Şirketlerin karlarının ve milli gelirden aldıkları payın artıyor olması acaba onların üretim maliyetlerinin düşmesini bir sonucu mu diye merak ediyor insan. Dönüp ÜFE verisine bakıyoruz. Yurt içi üretici fiyat endeksi yıllık bazda yüzde 132 artmış. TÜFE artışının yüzde 73,5 olduğu bir dönemde üretim maliyetinin bundan yaklaşık 60 puan fazla artmış olması, şirketlerin artan maliyetlerini fiyatlarına “yansıtamadığı” sonucunu ortaya çıkarır. Eğer durum böyle ise, şirket karlarının azalması ve milli gelirden aldıkları payın da düşmesi gerekmez mi? Ama tam tersi oluyor. O zaman şu soruyu soralım: acaba şirketler tüm maliyet artışlarını sattıkları ürünlerin fiyatlarına yansıtıyor ancak, TÜİK bunu TÜFE’yi hesaplıyorken göremiyor olabilir mi? Diyebilirsiniz ki, TÜFE’de tarımsal ürünler ve hizmet sektörü de var ondan olabilir. Ama Hizmet Üretici Fiyat Enflasyonu yüzde 83,27 olarak açıkladı. Tarımsal üretim maliyetleri yüzde 105 artmış! Tüm üreticilerin maliyetleri TÜFE’nin çok üstünde artmış. Talebin güçlü seyrettiğini milli gelir rakamlarında zaten söylüyorlar. İlk çeyrek büyüme verisine bakınca, buna en güçlü katkının vatandaşın tüketim harcamasından(yüzde 19,5 artmış) kaynaklandığı görülüyor. Üretim maliyetleri hızla artıyor, tüketim talebi güçlü seyrediyor ama üreticiler maliyet artışlarını fiyatlara tam olarak yansıtamıyor. Ben demiyorum. TÜİK verileri öyle diyor.

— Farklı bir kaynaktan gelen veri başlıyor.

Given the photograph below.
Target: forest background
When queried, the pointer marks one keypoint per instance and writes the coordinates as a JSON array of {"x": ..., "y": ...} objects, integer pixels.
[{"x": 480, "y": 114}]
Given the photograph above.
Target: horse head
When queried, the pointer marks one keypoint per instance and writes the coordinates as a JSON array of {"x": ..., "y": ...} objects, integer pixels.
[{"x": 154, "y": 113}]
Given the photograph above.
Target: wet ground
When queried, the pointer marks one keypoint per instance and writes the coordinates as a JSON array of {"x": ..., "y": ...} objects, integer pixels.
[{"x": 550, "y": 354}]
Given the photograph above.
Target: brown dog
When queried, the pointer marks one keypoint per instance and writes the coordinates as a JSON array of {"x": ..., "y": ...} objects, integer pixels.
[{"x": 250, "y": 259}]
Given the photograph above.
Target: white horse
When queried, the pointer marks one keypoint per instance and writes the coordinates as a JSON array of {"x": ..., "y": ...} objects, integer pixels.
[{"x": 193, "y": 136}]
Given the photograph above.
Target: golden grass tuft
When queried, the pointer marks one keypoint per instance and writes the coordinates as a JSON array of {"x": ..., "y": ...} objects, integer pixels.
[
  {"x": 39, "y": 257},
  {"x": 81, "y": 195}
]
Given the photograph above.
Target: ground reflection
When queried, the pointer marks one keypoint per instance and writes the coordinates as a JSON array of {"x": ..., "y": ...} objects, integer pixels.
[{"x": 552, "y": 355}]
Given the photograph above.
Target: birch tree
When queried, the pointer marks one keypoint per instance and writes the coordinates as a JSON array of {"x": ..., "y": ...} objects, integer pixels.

O zaman bir kez daha soralım, yüksek maliyetlerle üretim yapanlar karlarını artırırken, onların sattıkları mal ve hizmetlerin fiyat artışları gerçekten düşük mü kalıyor yoksa fiyatlar da maliyetlere paralel artıyor ama bu açıklanan istatistiklere yansımıyor mu?
Nereden, nasıl bakarsanız bakın, sizin maruz kaldığınız enflasyonun TÜİK’in açıkladığının çok üstünde olduğu aşikâr.